Monday, November 12, 2012

The State of the GOP part I: We Already Know What a Hispanic - Friendly GOP Looks Like

After being trounced in the 2012 election*, the commentators and GOP politicians and operatives immediately began talking about how they can avoid a route like this in the future.  Their conversation has centered around winning back Hispanics, who decisively supported Obama over Romney, and have moved in a decisively more Democratic direction over the past two elections, while at the same time making up a bigger portion of the electorate, according to the Pew Hispanic center:

The most commonly cited issue is comprehensive immigration reform; Republicans of various stripes now seem to think that this is a very important issue, and their change in tone is understandable.  But the fact of the matter is that the Republican partiy already has a very good blueprint for appealing to Hispanics:  George W. Bush.  They are also unlkely to follow this blueprint.

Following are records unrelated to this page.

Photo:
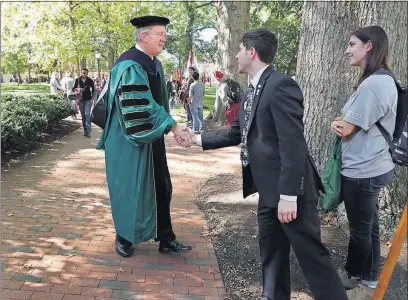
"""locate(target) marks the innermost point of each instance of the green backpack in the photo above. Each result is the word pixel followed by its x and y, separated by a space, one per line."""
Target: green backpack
pixel 331 179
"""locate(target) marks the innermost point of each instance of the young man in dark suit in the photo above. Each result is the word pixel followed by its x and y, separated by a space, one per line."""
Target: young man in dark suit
pixel 276 164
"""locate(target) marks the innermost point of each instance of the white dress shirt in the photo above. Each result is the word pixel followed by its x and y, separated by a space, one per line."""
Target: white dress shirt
pixel 140 49
pixel 254 83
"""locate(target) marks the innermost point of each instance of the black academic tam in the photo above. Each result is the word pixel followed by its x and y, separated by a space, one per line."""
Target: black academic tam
pixel 149 21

It's telling that one of the recent troughts in Hispanic support for Democrats is the two Bush elections (peaks include 1996, when Pat Buchanan's primary success showed a virulently anti-immigrant GOP) .  Obviously, Bush was something of a moderate on immigration -- like Obama, he gave oral support to comprehensive immigration reform but made no decisive steps toward it (until Obama decided to stop deporting students who happen to be hear illegally, his immigration policy was basically Bush's).  But then, so did John McCain, and McCain still lost the hispanic vote by wide margins.

The fact of the matter is that immigration is not the most important issue for Hispanic voters: healthcare and the economy are, and hispanics greatly preferred Obama's health care policies.  This makes sense; the Hispanic population is in the same position as many European immigrant groups were during the New Deal in the 30's - working low wage jobs, and unable to afford things like education and health care without government assistance.  Thus, like Italians in 1932, Hispanics seem to support an activist government -- it's not that they 'want free stuff', its that cutting medicaid is going to be unpopular with a population whose kids are dependent upon this program for healthcare, unlike seniors and those with cushy employer health plans.

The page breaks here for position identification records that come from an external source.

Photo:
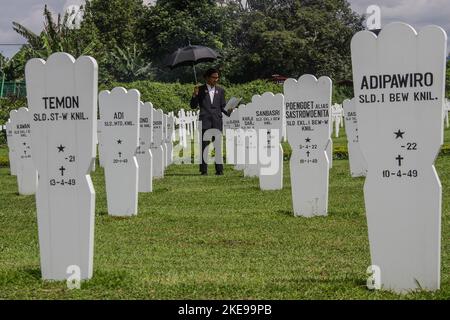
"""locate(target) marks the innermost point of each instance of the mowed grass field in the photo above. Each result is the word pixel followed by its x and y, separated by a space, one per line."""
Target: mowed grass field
pixel 214 237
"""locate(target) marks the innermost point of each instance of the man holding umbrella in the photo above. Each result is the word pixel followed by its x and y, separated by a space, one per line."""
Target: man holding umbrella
pixel 211 99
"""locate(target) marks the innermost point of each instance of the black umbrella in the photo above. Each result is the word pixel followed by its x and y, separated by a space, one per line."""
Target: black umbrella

And I think that this is the key to much of Bush's success among hispanics: he declared a ceasefire in the republican war against the safety net, and actually helped the working class by slashing their taxes.  But these policies won't fly in today's GOP.

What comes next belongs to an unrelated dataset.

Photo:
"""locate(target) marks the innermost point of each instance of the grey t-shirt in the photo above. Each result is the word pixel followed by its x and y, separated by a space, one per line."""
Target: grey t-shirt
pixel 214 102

Bush shored up his right wing with tax cuts, social conservativism and a strident pro-war stance; the fact that he wasn't gung ho about destroying the New Deal was forgivable because he was pro-life and anti-gay, and was our 'war president' in our struggle against evil-doers.  The GOP base retains its Islamaphobia, but not its interventionist impulses (see the flip-flopping on Libya), and Gay marriage is a losing battle that won't turn out people like it once did.  Abortion is still important to movement conservatives, and they seem more fanatical than ever about it, but being anti-government is now as strong a litmus test as being pro-life (I will look at this phenomenon later).  The Tea Party is not just an anti-Obama booster campaign for the GOP, but an intra-party movement for purity, purifying the party not just of 'RINO's' like Dick Lugar, but from the taint of Bush's 'compassionate conservatism' and its failure to destroy the welfare state.

What this all adds up to is a GOP that is less flexible than it was in 2000, and one that has thus ruled out the policies that it would need to embrace to be competetive with Hispanics and other minorities.

*And trounced they were, decisively losing the Senate, the electoral college and the popular vote, and retaining their house majority only through horrific gerrymandering.